Monday 1 February 2021

In My Kitchen - February 2021

It's February, it was our wedding anniversary on the first, and wow, we must be old - our 35th!  Crumbs, I don't know where the years went.  Mr P. arranged the whole shebang (in our friends' backyard), and I just turned up in a pink dress that I'd bought the day before.  He had a female 'best man'; we had 30 guests, and the food was catered by a local café.  And it cost about $500 all up.  I'm thinking that even all those years ago, that was a bloody cheap wedding:-)

So it's time for another IMK.  We're sweltering away in another hot, humid Brisbane summer.  And thankfully, the border with New South Wales is about to come down next week.  I can't wait to head over the border and check out our fave art gallery and our fave seaside towns on the 'other side'.  

I hope your January has been a good one, and I look forward to checking out your IMK posts.  Feel free to let your foodie blogging friends know they are welcome to join us!  Just a reminder: IMK posts are about your kitchen (and maybe garden) happenings over the past month.  Dishes you've cooked, or preserves you've made, or herbs and veg in your garden, kitchen gadgets, and goings-on.  You get the picture:-)  And one curveball!  Throw in whatever you fancy.   

In My Kitchen:

leftover panettone with raspberry and lemon sorbets

Our friend Princess Pia gave us a lemon-scented panettone.  I tore it up and made layers of panettone, interspersed with layers of sorbets.  Then fresh raspberries and blueberries went on top.  Yep, it was delicious.

my cousin sent me this

My cousin always sends me interesting food items for Christmas; here we have some coconut bacon.  It was ... interesting, but I'll stick to the real stuff.  Sorry, little porcine beasties!

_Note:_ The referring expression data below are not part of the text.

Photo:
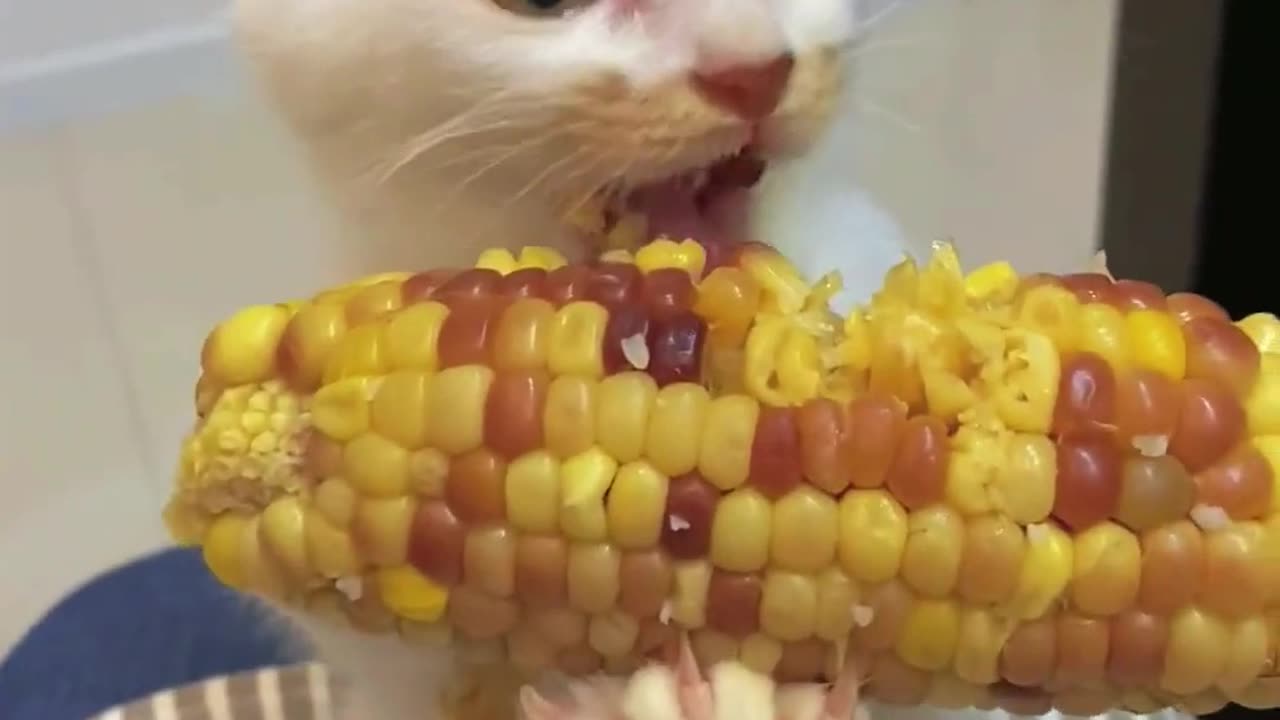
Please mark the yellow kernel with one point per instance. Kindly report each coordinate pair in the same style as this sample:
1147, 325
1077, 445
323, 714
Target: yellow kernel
576, 341
872, 534
242, 349
336, 501
995, 282
460, 396
376, 466
612, 634
1054, 311
1197, 652
622, 408
1105, 333
222, 548
1047, 568
805, 529
411, 337
398, 409
540, 256
1106, 570
1157, 342
760, 652
359, 352
284, 534
382, 527
837, 593
789, 605
740, 532
636, 506
533, 493
428, 469
928, 636
1025, 481
979, 642
935, 546
675, 433
585, 479
594, 579
341, 410
568, 415
497, 259
330, 550
1248, 656
725, 458
690, 582
522, 335
410, 595
686, 255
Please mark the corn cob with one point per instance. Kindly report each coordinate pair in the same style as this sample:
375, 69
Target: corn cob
1024, 492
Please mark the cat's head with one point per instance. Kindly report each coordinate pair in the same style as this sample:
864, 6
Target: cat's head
554, 98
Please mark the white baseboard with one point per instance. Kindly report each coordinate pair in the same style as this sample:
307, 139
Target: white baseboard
196, 59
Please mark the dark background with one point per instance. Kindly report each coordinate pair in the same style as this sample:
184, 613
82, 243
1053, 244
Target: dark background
1192, 167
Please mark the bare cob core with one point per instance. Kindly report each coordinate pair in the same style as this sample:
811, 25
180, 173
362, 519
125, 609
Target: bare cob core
995, 491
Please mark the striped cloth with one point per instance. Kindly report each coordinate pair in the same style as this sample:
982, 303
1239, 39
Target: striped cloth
293, 692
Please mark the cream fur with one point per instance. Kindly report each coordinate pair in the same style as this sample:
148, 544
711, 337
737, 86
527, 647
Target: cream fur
442, 127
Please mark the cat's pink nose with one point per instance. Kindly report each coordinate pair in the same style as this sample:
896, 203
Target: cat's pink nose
749, 91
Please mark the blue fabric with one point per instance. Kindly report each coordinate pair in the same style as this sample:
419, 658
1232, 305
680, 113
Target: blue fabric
152, 624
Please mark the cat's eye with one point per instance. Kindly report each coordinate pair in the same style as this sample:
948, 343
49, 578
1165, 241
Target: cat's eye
543, 8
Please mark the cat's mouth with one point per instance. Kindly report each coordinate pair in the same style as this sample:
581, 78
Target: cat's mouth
708, 204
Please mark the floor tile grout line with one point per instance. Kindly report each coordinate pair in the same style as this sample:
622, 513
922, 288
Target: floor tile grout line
85, 250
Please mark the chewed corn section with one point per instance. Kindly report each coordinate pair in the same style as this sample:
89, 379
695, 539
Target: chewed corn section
992, 490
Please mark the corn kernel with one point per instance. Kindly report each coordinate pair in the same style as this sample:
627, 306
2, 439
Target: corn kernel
359, 352
935, 546
458, 393
740, 532
341, 410
805, 529
686, 255
585, 479
1046, 572
675, 433
1197, 654
540, 256
979, 641
690, 582
636, 506
376, 466
222, 548
497, 259
873, 529
928, 636
622, 406
382, 527
398, 409
410, 595
411, 337
1105, 333
725, 458
242, 349
534, 493
568, 415
1157, 342
284, 534
576, 341
789, 605
329, 548
594, 582
1106, 569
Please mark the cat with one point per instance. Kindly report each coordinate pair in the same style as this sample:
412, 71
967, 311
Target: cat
444, 127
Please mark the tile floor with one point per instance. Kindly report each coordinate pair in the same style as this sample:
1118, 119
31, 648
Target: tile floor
123, 240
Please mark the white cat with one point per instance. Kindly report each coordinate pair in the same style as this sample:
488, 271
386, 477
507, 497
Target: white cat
443, 127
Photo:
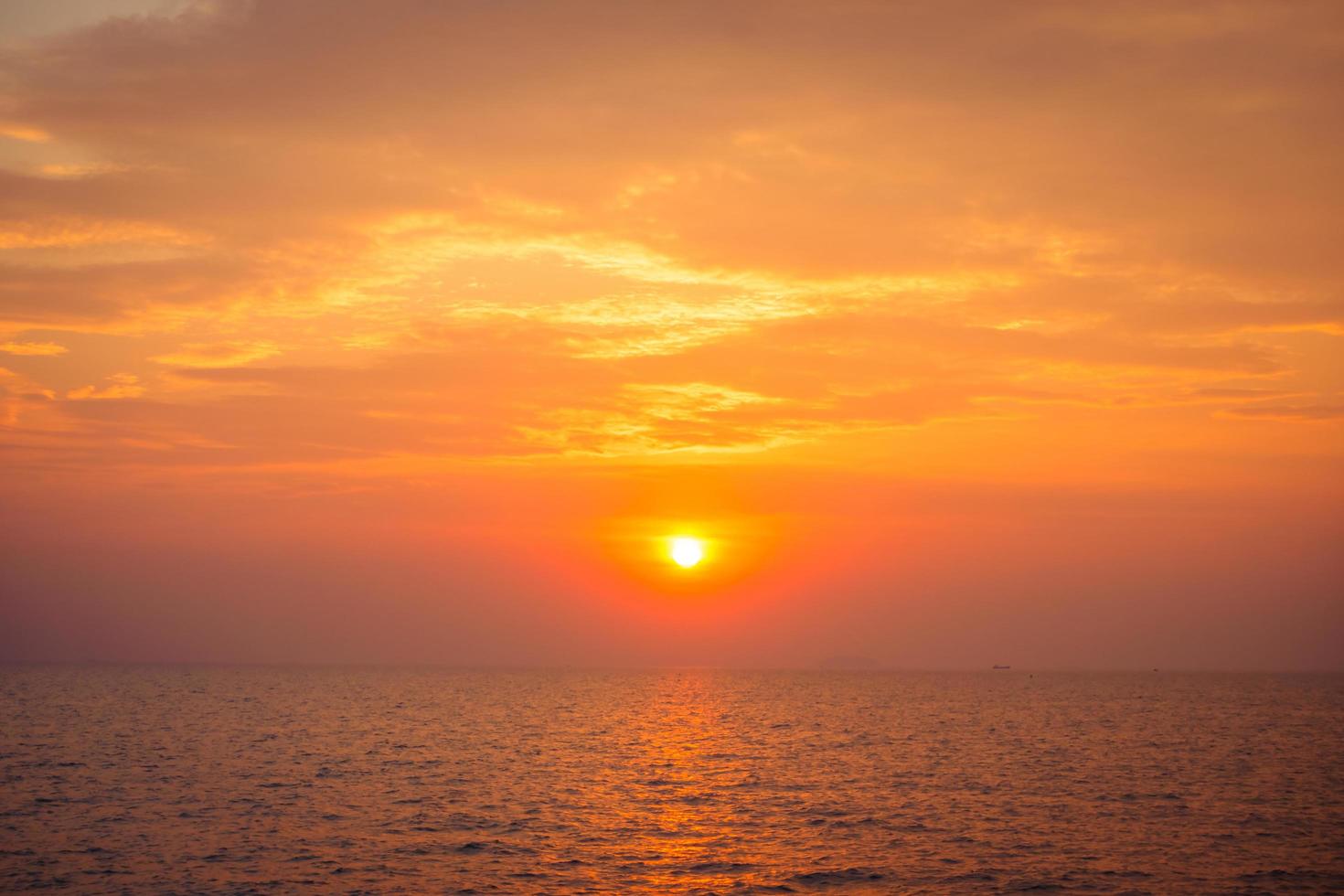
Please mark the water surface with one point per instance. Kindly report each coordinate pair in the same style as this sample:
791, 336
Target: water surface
249, 779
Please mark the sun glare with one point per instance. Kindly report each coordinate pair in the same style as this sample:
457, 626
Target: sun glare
686, 551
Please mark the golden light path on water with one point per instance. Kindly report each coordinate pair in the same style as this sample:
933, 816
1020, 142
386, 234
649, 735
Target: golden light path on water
674, 781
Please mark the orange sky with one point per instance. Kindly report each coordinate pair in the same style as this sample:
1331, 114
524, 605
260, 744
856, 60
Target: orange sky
964, 332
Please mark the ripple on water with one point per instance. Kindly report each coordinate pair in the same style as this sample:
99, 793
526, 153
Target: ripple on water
366, 781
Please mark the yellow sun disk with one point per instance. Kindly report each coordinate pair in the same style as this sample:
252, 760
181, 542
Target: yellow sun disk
686, 551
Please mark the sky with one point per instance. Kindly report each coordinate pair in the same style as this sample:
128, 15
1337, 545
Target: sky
958, 334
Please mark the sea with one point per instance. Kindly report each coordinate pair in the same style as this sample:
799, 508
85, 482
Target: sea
215, 779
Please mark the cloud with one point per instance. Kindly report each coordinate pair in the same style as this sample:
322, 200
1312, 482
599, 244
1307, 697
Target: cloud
45, 349
869, 218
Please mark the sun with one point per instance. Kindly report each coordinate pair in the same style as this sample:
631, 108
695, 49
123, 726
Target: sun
686, 551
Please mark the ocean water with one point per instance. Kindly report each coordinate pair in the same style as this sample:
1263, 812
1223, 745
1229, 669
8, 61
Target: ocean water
256, 779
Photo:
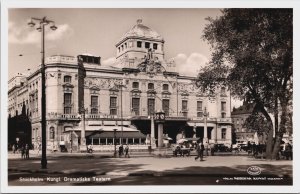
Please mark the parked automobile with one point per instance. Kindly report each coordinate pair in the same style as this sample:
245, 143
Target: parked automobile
179, 150
221, 148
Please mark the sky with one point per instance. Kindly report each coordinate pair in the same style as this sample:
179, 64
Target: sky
96, 31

I bought more olive oil, and olives in apple balsamic

I like to buy boutique olive oil, and I got some olives in apple balsamic too.   Very tasty!

my homemade Worcestershire sauce after filtering

I ended up with these three bottles, after my sauce had matured for a couple of weeks.  I filtered out all the bits and bobs, and bottled it.  I put in plums this year too, which gave it a fabulous texture and flavour.

ceramic plate with gum flowers

I grabbed this little beauty in Kingaroy.  It's made by a local artist - Fay Stumm, and depicts gumnuts and flowers (as in eucalyptus gum trees).

a gift from a friend

Gotta laugh at this one.  I shall enjoy shoving his head into a filthy saucepan!

Hojiblanca olive oil

More oil.  I loved the name of the olive variety: Hojiblanca.  It means white leaf in Spanish.

my curveball - a carpet python having a snooze in the windowsill

Well, I headed into my study on the weekend, to find this little (did I say little?) beauty snoozing away in the windowsill.  S/he was all curled up, in about three or four loops.  That's her head at the back right.  S/he stayed for a couple of days - digesting something I guess - then headed out to pastures new.  That's me done; now it's your turn.